When a judgment is given to the bank (creditor) or solicitor, the right of enforcement has been granted by the court, therefore the bank take over his assets like, the plant, vehicle and premises for sale to satisfy the judgement.
Local Purchase Order (LPO)/Domiciliation Of Payments
Banks accept local purchase order from reputable companies provided the payments to be made to the debtor customer is domiciled to the bank lent the money to the debtor customer. When the local purchase order is obtained, the proceeds will be domicile into the customer’s account so that part of it will be used to offset the debt, while the balance is released to the customer after the bank must deducted its principal plus interest.
Appointment Of Receiver
When Receivers are made out of court, it is the deed of Debenture or Mortgage which grants the power to either the trustee of the Deed or the Debenture holders to make an appointment. In another form, a receiver could be appointed through the appointment, the Deed usually states the event upon which a Receiver can be appointed. Once a Receiver is appointed, floating charges crystallized and become fixed and the company can no longer deal with the assets of the company without the consent of the Receiver
The banking business is a complicated one, it comes with a whole lot of processes and steps which must be followed in order to stay in line with the doctrines of the banking code. One of the sectors of the economy that works hand in hand with the banking or financial institution is the judiciary arm of governments. This is because there are laws that govern the financial sectors which must be adhered to, these laws cover for loans, bad debts, doubtful debts, advances, depositing with the financial institution, overdraft, opening of account with the financial institution, closing of account with the institution etc.
The thing is that laws guiding the businesses that concerns the financial institution must observe these laws governing it.
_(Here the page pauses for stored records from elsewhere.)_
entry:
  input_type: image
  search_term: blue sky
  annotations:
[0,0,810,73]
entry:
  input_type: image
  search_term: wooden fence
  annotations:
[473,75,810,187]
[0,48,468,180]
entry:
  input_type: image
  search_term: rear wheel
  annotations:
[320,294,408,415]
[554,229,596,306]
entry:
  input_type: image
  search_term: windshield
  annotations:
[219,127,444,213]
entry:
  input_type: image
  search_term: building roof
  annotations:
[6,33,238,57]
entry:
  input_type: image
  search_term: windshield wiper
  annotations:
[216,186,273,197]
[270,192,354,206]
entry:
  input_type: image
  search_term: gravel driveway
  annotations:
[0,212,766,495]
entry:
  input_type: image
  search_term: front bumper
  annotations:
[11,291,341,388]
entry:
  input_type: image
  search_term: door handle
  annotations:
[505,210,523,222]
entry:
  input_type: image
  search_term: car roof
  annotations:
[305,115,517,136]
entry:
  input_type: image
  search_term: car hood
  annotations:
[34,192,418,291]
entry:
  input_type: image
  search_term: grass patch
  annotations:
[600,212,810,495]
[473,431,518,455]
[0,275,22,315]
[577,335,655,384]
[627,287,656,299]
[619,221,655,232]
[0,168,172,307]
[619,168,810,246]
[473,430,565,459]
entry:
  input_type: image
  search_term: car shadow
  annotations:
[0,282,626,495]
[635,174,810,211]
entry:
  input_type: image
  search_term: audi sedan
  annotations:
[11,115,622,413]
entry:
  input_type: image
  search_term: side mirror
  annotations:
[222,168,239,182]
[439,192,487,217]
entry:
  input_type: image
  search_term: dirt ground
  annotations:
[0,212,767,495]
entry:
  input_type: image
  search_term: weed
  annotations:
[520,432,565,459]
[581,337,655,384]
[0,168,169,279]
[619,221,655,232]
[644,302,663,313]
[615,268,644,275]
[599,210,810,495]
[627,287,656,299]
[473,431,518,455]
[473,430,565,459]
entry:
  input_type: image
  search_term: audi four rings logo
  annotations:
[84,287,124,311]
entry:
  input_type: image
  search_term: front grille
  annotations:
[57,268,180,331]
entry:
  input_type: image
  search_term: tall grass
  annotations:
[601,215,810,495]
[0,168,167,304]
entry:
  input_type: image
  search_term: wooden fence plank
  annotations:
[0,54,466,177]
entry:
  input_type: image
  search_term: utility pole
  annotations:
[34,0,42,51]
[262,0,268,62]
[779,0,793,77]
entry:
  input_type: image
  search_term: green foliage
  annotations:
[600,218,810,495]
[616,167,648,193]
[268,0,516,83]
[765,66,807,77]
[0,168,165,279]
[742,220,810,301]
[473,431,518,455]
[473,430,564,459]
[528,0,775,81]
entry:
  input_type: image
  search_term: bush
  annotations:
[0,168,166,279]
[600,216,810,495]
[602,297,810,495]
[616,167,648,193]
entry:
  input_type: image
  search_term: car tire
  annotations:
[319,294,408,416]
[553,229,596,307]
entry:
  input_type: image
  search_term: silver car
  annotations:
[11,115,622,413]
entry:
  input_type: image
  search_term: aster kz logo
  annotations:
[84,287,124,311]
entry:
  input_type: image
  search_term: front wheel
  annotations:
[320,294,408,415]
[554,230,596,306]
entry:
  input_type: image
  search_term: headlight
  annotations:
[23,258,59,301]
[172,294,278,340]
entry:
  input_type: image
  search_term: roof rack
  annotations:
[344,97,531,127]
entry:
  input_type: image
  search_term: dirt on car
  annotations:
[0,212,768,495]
There have been cases where either the bank or the individual did not follow the law getting punished, for example a situation where the bank doesn’t follow the five C’s of bank lending in issuing out loan, if there is a default, the bank will bear the consequences of the decisions. I have heard a lot of people say that laws are meant to be broken, however, anyone who has an intention of breaking the laws guiding this sector must be ready to bear the outcome, because most times, the outcome of these decisions are gravious.
On a final note, ensure you go through every document given to you to sign, in essence carry out a thorough review of these documents in order not to agree to deals without complete knowledge or details of the deals. This is essential for not falling victim of negligence on your own part. To make it a little more easier, employ the services of a legal personal to help you in interpreting the legal terminologies on the documents.